Freakonomics Microeconomics vs. Macroeconomics

The study of economics can be broken up into two distinct branches: microeconomics and macroeconomics. In many ways, these fields are two sides of the same coin: they have differences, but both intertwined contribute to our understanding of economics as a whole.

Microeconomics is the study of individual decision-making. Individual could mean an individual person, or an individual company or firm. Microeconomics zooms in on the role that the choices made by these individual entities play in the larger economy. It studies the motivations behind these choices—called incentives—as well as the effect that these choices have. Microeconomics focuses on individual producers and consumers and the laws of supply and demand that dictate the prices that producers set and that consumers are willing to pay for.

As it centers around individual behavior, Freakonomics is largely concerned with microeconomics. Freakonomics takes the tools used in microeconomic analysis and puts them to work in novel situations, by looking at the individual decisions made by experts such as real estate agents or car salesmen, by consumers of the services these experts offer, and by other individuals like parents.
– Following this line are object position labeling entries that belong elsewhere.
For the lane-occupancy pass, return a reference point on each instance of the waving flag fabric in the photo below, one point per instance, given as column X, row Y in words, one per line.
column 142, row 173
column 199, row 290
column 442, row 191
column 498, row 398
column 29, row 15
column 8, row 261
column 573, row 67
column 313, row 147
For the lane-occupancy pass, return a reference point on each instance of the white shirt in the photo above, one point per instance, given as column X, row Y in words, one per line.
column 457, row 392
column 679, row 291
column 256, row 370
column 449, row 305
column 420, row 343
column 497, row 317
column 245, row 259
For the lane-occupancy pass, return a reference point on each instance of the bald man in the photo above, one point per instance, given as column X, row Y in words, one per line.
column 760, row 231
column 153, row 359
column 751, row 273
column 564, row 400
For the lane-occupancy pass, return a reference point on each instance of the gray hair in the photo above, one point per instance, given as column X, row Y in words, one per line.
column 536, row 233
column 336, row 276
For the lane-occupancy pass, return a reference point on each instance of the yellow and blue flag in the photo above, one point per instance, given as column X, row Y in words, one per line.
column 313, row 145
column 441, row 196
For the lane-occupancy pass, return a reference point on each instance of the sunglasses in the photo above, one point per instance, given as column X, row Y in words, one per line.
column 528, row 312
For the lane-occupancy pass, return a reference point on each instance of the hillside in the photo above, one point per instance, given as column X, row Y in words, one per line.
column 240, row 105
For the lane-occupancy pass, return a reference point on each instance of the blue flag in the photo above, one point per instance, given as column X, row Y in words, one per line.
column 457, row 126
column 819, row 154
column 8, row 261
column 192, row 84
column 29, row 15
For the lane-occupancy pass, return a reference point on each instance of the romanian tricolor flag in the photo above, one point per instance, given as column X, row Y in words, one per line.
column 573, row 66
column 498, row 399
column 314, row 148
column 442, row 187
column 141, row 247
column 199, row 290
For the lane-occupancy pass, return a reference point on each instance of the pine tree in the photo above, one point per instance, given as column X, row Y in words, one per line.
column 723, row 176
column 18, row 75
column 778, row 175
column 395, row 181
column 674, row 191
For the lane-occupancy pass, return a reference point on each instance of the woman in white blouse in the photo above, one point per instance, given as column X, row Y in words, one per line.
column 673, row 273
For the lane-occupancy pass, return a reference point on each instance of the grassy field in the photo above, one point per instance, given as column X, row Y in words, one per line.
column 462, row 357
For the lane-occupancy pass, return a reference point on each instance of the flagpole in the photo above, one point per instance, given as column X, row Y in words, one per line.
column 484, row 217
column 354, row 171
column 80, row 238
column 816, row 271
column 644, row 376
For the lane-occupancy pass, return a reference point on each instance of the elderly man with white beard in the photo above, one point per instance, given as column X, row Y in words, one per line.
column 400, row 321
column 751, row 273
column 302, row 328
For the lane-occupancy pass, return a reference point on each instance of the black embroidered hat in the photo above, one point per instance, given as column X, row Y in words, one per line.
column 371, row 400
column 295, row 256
Macroeconomics, on the other hand, works on a larger scale. Rather than individual firms and consumers, macroeconomics studies entire economies and economic systems. Macroeconomics looks at national economic phenomena like Gross Domestic Product (GDP), as well as changes in the wide economy like national unemployment or trade and exports. Where microeconomics takes a bottom-up approach to the field, macroeconomics instead takes a top-down approach.

Both fields, however, are hugely interdependent. One cannot exist without the other, and knowledge of both is necessary for any professional in economics.